The protagonist in Weir’s newest witty science fiction suspense is a brazen, profane woman named Jazz. She’s known for hustling in ways only one can do inside the exclusive city on the moon, which is accomplished under the guise of her job as an on-demand delivery person. This front fools no one, however, and her subversive ways keep her under constant scrutiny by law enforcement, the government and even her own father.
Surprisingly, it is her particular brand of delinquency that brings her to the doorstep of Trond Landvik, local billionaire, and sets into motion a scheme that could mean big things for Jazz— if only she can get past the nagging feeling that this proposal is too good to be true.

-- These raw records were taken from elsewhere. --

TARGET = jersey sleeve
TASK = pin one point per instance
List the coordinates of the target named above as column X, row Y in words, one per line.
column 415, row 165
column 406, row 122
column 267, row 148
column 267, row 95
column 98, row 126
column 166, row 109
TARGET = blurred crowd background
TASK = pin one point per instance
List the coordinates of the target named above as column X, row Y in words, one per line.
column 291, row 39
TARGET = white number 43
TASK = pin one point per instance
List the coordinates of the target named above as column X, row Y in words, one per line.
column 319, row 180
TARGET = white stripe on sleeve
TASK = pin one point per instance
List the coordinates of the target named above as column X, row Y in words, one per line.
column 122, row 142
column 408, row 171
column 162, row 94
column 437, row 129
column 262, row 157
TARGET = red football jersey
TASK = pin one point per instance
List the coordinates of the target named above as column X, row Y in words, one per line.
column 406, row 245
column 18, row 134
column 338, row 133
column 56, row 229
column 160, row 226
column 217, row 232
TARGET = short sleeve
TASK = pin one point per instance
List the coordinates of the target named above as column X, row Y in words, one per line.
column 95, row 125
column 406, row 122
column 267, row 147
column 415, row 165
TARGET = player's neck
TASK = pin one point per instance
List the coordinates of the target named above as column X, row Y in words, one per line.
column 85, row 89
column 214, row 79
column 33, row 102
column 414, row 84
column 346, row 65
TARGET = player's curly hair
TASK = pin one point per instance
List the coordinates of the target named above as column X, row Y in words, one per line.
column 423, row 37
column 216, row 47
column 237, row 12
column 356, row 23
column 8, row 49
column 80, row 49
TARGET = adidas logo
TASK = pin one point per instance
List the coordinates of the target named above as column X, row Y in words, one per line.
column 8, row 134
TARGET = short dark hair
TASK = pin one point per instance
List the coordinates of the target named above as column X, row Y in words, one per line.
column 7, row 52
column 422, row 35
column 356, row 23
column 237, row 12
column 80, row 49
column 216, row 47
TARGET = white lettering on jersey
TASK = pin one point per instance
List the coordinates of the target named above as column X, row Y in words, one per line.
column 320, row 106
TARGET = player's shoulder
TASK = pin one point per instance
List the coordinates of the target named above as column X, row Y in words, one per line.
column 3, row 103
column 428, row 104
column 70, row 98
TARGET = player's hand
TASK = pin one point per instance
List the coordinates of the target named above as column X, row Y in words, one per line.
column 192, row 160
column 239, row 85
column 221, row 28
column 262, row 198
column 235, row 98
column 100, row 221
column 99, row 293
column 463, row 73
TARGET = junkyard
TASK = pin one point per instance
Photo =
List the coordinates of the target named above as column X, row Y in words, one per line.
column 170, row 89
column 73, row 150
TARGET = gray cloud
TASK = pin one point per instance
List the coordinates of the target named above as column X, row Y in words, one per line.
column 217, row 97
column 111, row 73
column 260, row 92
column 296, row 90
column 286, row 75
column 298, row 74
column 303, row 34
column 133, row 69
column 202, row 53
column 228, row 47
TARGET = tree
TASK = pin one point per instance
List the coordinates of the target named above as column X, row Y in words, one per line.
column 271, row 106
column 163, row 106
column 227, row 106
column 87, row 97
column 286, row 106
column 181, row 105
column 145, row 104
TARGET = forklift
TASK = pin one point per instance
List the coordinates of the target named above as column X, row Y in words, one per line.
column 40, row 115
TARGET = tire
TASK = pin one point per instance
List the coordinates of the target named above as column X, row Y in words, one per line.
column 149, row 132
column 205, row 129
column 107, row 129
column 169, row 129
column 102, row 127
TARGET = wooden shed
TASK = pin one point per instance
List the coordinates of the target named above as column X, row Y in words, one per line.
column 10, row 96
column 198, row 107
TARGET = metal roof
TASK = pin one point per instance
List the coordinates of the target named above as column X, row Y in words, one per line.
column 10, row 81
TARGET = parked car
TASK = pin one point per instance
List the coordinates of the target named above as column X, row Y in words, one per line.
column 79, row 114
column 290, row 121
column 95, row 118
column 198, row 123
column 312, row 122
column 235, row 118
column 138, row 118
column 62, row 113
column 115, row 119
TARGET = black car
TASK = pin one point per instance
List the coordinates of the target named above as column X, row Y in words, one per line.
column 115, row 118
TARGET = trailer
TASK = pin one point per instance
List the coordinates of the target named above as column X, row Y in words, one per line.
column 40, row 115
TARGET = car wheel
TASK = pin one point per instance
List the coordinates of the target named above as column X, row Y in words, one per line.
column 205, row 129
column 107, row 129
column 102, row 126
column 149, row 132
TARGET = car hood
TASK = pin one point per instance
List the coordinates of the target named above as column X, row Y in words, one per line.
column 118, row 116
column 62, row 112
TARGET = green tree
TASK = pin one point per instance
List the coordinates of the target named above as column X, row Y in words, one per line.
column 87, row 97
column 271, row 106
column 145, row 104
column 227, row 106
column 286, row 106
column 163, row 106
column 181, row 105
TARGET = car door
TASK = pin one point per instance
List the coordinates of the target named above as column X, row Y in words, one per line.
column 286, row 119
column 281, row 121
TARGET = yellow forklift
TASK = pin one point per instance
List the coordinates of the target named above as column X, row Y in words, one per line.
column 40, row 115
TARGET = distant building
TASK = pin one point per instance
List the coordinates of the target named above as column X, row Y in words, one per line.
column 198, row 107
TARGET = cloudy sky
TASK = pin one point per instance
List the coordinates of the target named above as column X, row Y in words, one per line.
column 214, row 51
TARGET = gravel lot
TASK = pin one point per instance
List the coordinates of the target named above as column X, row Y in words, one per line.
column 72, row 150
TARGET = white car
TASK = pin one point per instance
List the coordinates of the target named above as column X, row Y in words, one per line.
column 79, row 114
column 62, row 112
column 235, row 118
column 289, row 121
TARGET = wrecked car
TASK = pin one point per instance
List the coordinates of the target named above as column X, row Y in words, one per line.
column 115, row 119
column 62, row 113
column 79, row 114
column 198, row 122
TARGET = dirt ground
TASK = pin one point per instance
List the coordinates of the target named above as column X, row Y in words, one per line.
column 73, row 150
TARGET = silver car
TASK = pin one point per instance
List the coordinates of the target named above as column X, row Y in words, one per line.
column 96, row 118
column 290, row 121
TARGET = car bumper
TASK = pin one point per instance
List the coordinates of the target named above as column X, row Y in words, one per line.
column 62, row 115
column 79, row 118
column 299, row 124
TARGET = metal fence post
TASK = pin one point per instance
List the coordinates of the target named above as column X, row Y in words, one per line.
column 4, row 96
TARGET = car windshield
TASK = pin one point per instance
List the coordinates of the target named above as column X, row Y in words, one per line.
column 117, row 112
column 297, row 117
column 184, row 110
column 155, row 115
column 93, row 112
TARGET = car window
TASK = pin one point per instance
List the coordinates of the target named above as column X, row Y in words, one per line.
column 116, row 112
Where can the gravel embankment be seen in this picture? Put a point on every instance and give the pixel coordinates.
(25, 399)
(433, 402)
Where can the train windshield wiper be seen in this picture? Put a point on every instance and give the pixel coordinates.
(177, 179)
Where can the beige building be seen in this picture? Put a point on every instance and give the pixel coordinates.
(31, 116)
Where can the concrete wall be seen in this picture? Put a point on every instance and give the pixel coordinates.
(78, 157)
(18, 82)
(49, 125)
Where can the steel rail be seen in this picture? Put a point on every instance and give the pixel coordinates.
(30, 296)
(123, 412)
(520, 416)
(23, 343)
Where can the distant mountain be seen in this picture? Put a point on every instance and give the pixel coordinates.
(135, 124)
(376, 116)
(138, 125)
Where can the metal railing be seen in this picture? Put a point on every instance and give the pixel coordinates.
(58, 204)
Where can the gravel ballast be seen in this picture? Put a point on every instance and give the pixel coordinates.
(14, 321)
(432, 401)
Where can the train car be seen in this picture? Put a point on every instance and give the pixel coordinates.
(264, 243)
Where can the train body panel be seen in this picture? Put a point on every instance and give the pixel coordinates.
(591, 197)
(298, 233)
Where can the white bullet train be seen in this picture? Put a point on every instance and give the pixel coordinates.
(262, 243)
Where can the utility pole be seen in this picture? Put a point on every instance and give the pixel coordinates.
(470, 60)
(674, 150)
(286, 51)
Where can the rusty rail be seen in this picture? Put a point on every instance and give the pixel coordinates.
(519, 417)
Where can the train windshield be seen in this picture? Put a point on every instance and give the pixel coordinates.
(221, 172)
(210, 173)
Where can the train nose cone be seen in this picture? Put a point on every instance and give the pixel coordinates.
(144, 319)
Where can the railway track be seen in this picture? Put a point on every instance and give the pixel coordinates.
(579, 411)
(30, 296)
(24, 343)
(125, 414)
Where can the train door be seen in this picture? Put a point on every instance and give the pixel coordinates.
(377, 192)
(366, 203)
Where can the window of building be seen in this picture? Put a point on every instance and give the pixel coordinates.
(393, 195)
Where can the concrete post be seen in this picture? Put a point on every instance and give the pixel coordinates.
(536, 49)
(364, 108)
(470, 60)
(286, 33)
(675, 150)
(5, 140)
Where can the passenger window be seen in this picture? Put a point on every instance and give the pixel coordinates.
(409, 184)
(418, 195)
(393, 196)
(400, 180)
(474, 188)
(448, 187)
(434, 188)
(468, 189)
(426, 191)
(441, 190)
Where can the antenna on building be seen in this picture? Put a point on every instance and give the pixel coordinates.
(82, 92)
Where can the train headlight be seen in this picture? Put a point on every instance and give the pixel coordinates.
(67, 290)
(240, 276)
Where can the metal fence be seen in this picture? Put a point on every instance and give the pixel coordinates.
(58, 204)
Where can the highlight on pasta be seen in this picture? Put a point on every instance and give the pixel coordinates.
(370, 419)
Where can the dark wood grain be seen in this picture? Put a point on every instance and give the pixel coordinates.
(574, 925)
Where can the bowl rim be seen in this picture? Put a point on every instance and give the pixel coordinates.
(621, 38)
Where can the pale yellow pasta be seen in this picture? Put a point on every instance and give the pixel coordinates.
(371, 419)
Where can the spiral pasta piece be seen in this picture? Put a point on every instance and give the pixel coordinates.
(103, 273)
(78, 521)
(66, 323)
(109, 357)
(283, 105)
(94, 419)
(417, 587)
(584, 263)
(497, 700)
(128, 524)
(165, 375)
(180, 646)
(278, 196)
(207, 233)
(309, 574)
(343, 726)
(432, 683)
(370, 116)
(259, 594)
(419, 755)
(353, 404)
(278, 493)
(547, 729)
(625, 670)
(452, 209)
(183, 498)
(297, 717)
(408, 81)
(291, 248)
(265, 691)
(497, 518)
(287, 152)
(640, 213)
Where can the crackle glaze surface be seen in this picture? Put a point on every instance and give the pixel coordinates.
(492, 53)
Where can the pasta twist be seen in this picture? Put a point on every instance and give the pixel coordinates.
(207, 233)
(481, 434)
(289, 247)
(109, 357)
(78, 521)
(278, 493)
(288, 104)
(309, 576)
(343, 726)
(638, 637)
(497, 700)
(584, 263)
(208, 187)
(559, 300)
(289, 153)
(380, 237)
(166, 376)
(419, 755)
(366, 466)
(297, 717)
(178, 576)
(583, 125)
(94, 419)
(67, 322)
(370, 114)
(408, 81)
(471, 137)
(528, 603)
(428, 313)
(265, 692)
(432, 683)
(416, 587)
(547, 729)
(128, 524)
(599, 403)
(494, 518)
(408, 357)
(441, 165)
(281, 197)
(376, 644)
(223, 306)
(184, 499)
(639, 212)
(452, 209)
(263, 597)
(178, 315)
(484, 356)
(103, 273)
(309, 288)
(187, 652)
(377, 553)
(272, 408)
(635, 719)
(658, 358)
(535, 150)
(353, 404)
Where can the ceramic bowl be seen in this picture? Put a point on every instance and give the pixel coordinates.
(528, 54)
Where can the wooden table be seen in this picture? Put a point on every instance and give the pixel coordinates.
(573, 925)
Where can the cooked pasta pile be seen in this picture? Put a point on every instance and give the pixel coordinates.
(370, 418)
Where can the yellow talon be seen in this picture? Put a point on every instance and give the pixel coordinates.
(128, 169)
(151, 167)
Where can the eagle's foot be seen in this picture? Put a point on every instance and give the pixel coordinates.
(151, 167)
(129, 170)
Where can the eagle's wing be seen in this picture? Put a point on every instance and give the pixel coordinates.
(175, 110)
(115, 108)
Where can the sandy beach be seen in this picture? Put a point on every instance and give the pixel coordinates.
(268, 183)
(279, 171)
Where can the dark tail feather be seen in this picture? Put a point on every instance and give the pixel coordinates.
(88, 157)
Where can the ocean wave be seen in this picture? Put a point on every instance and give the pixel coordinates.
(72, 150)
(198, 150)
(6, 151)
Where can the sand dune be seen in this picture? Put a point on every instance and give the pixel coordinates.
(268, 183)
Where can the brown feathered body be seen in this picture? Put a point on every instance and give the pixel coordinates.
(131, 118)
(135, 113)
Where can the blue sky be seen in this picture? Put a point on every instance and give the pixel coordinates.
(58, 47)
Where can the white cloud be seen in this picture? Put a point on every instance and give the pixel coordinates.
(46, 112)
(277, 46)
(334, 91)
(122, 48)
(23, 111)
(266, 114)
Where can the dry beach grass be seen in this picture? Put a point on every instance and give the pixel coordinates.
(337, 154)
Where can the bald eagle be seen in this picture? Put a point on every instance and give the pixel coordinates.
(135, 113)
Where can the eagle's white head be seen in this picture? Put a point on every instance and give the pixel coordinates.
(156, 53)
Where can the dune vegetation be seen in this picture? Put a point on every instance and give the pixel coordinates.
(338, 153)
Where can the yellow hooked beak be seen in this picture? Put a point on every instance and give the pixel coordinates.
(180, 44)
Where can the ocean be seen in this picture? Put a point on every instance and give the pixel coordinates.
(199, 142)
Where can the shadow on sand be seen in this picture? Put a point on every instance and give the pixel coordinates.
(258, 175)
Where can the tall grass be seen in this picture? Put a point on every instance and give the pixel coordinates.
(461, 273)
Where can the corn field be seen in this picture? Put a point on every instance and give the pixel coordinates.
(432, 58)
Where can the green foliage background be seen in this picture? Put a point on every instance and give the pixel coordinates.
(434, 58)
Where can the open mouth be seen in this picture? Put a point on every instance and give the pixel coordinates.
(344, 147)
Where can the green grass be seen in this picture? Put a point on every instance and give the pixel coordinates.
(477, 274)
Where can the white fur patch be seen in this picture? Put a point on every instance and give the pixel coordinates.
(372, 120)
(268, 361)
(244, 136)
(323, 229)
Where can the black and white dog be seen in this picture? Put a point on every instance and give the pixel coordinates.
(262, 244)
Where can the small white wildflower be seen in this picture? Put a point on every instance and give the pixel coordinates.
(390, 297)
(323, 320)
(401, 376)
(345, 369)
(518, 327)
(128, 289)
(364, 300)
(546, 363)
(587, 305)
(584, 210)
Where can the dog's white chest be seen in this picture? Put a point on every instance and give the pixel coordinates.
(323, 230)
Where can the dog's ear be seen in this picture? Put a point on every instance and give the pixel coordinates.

No. I was a smuggler, not a saboteur. And something smelled off about the whole thing. “I’m sorry, but this isn’t my thing.” I said. “You’ll have to find someone else.” “I’ll give you a million slugs.” “Deal.”
The story is interspersed with letters between Jazz and an Earth bound pen pal named Kelvin and it is through these letters we get a fuller sense of Jazz- her past, her vulnerability and the reasons behind her criminal activity. Underneath her tough exterior lies the insecurity and hurt that drives her to self-destruction.
It is due in part to this guilt that Jazz willingly takes on such a risky and potentially fatal assignment—forcing herself beyond reasonable expectation to make amends for her past transgressions. What Jazz ultimately uncovers leads to a surprising revelation as well as a potentially life-threatening accident.
According to the news, something’s very wrong with Artemis. They say the whole city went offline. There’s been no contact at all. I don’t know why my email would be the exception but I have to try. Are you there? Are you okay? What happened?
In a style all his own, Weir brings yet another facetious character to the world of science fiction. Though not quite as easily likable as Mark Watney from his first novel, The Martian, Jazz Bashara is equally quick on her feet and full of unpredictability. Artemis exceeds in the basics of science fiction, but if you are looking for another charming protagonist, you won’t find that here.
A review copy of this title was provided by Crown Publishing.